Aliyev’in yaklaşımı Ermenistan’a mutlak bir hezimet vaat etmenin ötesine geçmiyor. Erdoğan’ın Paşinyan’a “Aliyev’in koşullarını kabul et, bizim önkoşulumuz yok” anlamına gelen sözleri sürecin ilerlemesine samimi bir katkı sunmuyor. Erdoğan’ın Erivan’la normalleşme sürecini Azerbaycan-Ermenistan barışıyla paralel götürmek istemesi ve atılacak adımları Bakü’nün rızasına bağlaması, Türkiye’nin bağımsız bir yol haritası çizmesini ya da Güney Kafkasya’da düğümü çözecek bir ağırlık kullanmasını önlüyor. Erdoğan’ın siyaseti Aliyev’in güç kullanma eğilimini güçlendirirken Ermenistan’da da şahinlerin bilenmesine neden oluyor. Aliyev özellikle Karabağ konusunda “Ermenilerin ne statüsü, ne bağımsızlığı, ne de özel ayrıcalıkları olacaktır” diyor. Hatta Ermenilerin eşit vatandaşlar olarak yaşayacaklarını, bunu benimsemeyenlerin çekip gidebileceğini söylüyor. 

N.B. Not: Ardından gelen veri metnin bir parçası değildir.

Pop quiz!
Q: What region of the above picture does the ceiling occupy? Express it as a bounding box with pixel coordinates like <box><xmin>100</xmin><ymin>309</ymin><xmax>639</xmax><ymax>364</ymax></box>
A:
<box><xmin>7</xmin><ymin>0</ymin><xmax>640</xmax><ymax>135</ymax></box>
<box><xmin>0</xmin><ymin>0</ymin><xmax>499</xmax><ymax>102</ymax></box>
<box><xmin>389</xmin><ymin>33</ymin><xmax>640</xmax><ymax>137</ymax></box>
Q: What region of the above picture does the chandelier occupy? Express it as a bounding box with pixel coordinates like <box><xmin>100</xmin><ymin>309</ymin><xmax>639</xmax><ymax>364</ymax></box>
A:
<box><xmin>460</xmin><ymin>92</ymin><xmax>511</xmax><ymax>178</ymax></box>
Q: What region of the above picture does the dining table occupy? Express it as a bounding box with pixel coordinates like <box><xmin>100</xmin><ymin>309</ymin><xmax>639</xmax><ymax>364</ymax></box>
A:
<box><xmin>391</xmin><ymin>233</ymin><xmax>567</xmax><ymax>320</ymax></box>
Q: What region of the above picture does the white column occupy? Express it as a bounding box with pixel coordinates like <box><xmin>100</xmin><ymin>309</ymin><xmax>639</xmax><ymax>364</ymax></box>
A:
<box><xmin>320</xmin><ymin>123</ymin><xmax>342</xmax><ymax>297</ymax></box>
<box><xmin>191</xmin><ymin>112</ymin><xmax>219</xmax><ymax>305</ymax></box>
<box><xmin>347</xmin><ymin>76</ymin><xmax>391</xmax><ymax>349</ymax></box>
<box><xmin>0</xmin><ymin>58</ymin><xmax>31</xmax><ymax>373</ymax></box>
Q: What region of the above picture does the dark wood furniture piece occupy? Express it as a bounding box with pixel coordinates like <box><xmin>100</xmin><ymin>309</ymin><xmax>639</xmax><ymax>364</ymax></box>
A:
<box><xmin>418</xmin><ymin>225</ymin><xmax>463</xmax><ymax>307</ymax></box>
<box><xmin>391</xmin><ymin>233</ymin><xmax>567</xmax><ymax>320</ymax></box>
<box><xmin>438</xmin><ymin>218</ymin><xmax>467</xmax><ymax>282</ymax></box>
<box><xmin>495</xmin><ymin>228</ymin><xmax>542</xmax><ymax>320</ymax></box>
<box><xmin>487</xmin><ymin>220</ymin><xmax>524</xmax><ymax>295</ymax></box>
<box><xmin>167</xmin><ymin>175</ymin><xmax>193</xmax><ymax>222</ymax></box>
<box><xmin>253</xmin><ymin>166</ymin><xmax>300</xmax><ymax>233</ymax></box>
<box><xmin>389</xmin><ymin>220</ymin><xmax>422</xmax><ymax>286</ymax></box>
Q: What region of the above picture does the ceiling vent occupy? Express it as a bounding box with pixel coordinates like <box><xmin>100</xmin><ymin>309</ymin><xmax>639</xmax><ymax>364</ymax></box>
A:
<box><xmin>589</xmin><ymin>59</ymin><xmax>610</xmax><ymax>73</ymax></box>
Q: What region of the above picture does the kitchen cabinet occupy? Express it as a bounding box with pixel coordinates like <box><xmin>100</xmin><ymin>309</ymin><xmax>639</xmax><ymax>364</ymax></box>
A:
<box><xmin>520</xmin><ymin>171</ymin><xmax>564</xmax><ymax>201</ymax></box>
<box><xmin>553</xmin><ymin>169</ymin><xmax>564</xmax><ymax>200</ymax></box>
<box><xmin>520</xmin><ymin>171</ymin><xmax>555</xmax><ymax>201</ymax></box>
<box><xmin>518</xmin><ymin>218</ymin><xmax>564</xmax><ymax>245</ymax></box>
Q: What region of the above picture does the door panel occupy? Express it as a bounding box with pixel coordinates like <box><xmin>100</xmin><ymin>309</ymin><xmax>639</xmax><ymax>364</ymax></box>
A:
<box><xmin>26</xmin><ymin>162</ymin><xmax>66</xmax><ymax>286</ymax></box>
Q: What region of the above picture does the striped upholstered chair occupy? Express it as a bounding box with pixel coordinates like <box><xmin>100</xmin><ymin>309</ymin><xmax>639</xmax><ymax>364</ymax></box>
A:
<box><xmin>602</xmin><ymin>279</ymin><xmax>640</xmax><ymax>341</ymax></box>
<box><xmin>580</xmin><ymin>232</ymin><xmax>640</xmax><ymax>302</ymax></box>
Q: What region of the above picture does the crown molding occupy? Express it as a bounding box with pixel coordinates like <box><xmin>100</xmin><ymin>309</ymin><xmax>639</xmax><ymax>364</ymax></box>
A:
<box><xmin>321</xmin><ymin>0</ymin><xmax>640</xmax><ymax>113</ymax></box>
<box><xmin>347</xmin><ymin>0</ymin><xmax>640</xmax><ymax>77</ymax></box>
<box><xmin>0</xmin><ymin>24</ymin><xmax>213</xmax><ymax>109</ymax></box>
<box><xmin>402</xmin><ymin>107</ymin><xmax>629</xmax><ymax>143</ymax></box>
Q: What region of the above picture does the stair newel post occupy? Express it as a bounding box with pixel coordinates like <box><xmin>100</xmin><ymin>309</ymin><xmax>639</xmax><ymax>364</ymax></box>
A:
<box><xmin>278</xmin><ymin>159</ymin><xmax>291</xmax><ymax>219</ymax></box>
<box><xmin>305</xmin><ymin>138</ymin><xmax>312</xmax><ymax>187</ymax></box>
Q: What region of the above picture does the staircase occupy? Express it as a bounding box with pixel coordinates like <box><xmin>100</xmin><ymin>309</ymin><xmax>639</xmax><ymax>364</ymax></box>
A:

Özerklik çağrışımı Erdoğan’da da alerji yaratıyor. Ancak bu çıkmaz bir yol. Şu nokta önemli: Paşinyan statü meselesini önkoşul olmaktan çıkartıp barış anlaşmasından sonraya bırakılması fikrine yakın. Hatta özerklik değil azınlık statüsüne de razı olabilir. Bu esneklik barış için büyük şans. Hâliyle Erdoğan’ın hem Paşinyan’a yardımcı olacak hem de Aliyev’i makul olmaya itecek bir pozisyona geçmesi önem kazanıyor.